This kind of newspaper review was published without a byline, which was typical during this time, because such articles were considered routine, technical assignments that required no creativity. This journalistic tendency to ignore the name of the author was also prevalent in the publishing industry in Venezuela in the mid-twentieth century. This review identifies the four trends represented at the exhibition in question: an Impressionist style of landscape painting (by members of the so-called Caracas School), abstract painters, most of whom were students of the landscape painters, Realists, and Expressionists. The author of the article, who does not consider himself an art critic, asks a few questions that suggest that this (and every) Salon reflects a need for identification, which was a major concern in Venezuelan art circles at the time.

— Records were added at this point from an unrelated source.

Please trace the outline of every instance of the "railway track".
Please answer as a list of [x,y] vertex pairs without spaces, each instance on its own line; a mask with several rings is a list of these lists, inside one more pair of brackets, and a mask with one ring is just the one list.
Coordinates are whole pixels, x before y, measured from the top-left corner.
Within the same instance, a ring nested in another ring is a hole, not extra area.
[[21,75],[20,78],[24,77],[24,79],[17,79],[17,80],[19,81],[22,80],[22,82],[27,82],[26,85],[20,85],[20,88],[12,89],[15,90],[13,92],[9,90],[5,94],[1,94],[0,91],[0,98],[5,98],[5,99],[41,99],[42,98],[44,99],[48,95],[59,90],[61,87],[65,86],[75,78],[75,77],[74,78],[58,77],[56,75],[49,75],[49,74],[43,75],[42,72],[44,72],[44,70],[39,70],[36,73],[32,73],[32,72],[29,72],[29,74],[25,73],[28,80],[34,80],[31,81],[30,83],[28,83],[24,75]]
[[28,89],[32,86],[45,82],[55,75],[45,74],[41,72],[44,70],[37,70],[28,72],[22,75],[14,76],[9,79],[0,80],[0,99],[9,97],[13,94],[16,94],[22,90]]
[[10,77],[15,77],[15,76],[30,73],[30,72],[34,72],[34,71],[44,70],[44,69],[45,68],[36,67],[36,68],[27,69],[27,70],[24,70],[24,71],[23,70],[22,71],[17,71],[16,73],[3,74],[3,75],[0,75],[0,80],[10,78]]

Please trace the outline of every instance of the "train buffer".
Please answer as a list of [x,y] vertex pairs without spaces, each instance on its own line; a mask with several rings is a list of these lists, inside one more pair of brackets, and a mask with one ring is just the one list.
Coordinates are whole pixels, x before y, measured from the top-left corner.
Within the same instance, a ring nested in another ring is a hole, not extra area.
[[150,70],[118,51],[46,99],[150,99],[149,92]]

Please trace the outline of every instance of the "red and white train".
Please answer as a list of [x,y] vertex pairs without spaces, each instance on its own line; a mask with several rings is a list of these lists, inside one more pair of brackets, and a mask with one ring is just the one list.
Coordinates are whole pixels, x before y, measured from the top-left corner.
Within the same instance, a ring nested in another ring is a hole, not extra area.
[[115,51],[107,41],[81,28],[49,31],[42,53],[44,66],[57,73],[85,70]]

This diminished over time and was replaced by a growing interest in “the possible;” in other words, the invention of new visual and sociopolitical realities that characterized a second wave of Venezuelan Modernism.
The review stresses the consequences of an absence of responsible criticism in the local art field, in terms of both a lack of reflection and a dearth of debate about vital questions, beginning with the concern of the place of Venezuelan visual arts, which were neither dead nor condemned to an academic repetition of European inventions. This criticism was attributed to the art critic Alfredo Boulton, who was well known in local art circles and was one of the jurors for several of the prizes awarded at the XIII Salón de Arte Venezolano, the subject of the review. The author acknowledges the concern felt in the local art milieu over the impact of the Second World War, during which Venezuelans were isolated from “the problems and discoveries of the visual arts in the rest of the world.” Seven years after the war ended, that concern was still palpable, as Cruz-Diez mentions in his interviews.
Other than what is mentioned in the article, abstract art was still absent, especially when considering the importance it assumed after the founding of the Venezuelan group Los Disidentes (1950) in Paris, and the first steps toward the fusion of art and architecture that were being taken at the Universidad Central de Venezuela under the direction of Carlos Raúl Villanueva, where it played a key role.